The waste heat and CO2 come from a large fertilizer factory. The factory supplies the residuals to a network company that delivers the residual heat and CO2 to growers. With energy prices running very high, the factory has reduced ammonia production. Plants have been shut down.
Haste on the part of growers
The court had to consider the questions of force majeure and unforeseen circumstances at the growers' request in summary proceedings. Answers to those questions are important for the growers to claim delivery. The growers are seeking a penalty payment from the parties involved in the delivery. The penalty is €1 million per day, rising to a maximum of €60 million.
At the time the agreements were concluded, one of the agreements was to reach an amicable solution with each other in case of problems. This has not been achieved this autumn. The growers are in a hurry. They want certainty about the supply of heat and CO2 and at what rate 'in the shortest possible time.' This is important for the growers in deciding whether or not to sow planting material for the new growing season starting in November 2022.
An important detail in the case is that no gas infrastructure has been built in/around the growers' area, so it is not possible for the growers to obtain heat through a regular gas supplier in the short term. This was also not the intention, as evidenced by the building rights and associated qualitative obligations the growers have established for the benefit of the suppliers on the network company's connection pipes. The superficies deed of one of the growers even includes as a qualitative obligation that the grower is obliged not to purchase heat and/or CO2 other than from the network company.
While the growers have made back-up arrangements, they point out that these cannot cope with the loss of current supplies of residual heat and CO2 over long periods of time.
The court considered five claims made by the growers. The network company argues force majeure as the reason for reducing supply, saying the growers have not made it clear what they need and at what price. The court firmly rejected that argument, stating that the supply agreements made it clear what capacity and price had been agreed upon. The fact that the fertilizer plant is idle is also not a reason for the network company to claim force majeure, according to the judge. On the issue of force majeure, the growers are vindicated.
What are unforeseen circumstances?
There is debate about what constitutes 'unforeseen circumstances.' The suppliers argue that this is the case, while the growers believe that price increases, including unforeseen large increases, are part of a supplier's generally accepted risks. They point out that the suppliers could have entered into forwarding contracts to hedge the risk of price increases, and, according to the growers, the supply agreements provide for price increases in fees through indexation.
The two parties also differ on how to interpret the concept of cessation of activities. The growers argue that a reduction in supply is equivalent to a partial cessation of activities, while the suppliers argue that it should be a total cessation of business.
Not recorded well enough
During the hearing, the judge went deeper into the individual conversations and agreements between the growers and suppliers.
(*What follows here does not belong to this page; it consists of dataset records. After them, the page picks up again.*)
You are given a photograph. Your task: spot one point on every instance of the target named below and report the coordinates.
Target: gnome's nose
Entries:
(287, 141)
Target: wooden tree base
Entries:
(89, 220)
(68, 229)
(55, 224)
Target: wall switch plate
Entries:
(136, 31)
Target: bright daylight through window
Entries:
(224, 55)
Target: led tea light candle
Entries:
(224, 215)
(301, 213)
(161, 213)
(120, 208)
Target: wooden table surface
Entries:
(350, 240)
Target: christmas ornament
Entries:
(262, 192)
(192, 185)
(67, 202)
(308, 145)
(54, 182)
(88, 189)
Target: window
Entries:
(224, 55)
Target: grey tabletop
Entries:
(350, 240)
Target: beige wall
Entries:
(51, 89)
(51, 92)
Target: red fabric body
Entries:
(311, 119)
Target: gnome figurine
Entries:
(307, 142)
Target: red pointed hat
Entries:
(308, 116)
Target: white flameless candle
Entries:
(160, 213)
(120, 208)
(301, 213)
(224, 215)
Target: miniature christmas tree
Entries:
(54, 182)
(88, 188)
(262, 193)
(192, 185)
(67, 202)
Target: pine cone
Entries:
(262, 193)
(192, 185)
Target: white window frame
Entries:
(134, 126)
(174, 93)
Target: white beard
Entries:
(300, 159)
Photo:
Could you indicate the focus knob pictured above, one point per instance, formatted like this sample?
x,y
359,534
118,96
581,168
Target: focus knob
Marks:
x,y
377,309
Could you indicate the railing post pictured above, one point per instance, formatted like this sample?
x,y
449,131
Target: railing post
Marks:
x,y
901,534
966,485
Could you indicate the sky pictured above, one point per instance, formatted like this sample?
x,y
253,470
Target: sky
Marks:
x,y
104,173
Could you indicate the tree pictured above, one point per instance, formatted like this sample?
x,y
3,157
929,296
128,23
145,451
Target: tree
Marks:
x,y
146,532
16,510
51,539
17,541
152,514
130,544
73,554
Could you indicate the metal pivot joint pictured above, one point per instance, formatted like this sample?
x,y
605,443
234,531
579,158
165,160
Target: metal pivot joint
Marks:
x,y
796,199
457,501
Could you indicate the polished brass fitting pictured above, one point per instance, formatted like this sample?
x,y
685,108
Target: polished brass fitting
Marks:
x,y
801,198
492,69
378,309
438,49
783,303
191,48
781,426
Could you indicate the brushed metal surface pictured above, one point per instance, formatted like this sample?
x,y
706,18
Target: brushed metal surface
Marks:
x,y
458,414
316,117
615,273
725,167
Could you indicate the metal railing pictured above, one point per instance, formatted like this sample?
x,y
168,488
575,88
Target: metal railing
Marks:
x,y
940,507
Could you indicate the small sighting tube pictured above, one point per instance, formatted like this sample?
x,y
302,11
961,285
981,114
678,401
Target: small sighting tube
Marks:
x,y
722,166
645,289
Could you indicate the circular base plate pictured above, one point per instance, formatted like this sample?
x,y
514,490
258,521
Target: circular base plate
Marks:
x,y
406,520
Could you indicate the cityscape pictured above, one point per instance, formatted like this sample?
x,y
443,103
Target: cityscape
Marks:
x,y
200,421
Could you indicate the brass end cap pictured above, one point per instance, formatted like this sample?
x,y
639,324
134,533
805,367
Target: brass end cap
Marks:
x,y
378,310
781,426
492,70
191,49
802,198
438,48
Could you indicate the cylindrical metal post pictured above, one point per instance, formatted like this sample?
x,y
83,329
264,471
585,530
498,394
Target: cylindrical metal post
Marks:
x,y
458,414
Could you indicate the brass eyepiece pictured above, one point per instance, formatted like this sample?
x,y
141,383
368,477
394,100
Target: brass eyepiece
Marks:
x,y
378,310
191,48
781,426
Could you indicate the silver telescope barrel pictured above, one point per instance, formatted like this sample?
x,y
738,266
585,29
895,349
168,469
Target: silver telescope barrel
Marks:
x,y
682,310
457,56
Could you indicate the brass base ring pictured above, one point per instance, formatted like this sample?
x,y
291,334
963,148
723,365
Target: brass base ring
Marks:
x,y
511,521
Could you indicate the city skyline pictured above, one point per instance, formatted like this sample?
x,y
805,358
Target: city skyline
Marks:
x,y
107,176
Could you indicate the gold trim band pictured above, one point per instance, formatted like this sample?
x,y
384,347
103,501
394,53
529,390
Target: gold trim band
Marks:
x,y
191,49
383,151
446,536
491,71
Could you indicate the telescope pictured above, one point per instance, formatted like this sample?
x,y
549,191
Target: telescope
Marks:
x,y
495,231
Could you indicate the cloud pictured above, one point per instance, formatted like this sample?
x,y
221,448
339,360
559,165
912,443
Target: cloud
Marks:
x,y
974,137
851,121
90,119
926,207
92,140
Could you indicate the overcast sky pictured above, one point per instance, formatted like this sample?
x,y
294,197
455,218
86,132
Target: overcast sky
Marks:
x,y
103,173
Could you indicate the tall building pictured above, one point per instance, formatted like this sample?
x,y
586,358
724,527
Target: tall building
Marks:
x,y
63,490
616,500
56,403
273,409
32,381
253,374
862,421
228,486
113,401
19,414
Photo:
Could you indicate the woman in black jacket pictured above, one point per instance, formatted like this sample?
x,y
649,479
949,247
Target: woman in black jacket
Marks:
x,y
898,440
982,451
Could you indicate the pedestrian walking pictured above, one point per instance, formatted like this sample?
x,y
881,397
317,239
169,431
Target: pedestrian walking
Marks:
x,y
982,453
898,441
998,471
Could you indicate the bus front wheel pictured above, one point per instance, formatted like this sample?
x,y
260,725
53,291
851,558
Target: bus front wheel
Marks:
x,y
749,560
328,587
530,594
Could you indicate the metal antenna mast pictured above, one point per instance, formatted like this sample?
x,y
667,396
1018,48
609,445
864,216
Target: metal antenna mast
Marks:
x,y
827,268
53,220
This revealed that, in at least one conversation between the grower and supplier, there was talk of a 'worst case scenario' in which the fertilizer plant would leave the area, no other heat source would be found, and the network company would go bankrupt. The judge points out that the grower took the risk in this case of not making contractual provisions for the 'worst case scenario' and that the grower took the risk of investing in an alternative source only if the situation arose.
The judge also points out that 'an economic crisis' was spoken of as a 'change of circumstances.' The judge states that the risk of outages and/or extreme price increases was not sufficiently negotiated or discussed. In principle, the judge agrees with the growers that the suppliers must also take the growers into account when making decisions but states that if it is already an 'extra-contractual obligation,' that is not yet grounds to oblige the suppliers.
The judge does not rule out the possibility that it will be ruled in proceedings on the merits that the extremely high gas price, in this case, qualifies as an unforeseen circumstance of such a nature that the growers should not, by the standards of reasonableness and fairness, expect unchanged maintenance of the agreements. Moreover, the court points out that whatever judgment is rendered, the two parties are bound to each other. The growers were ordered to pay the legal costs as the unsuccessful party.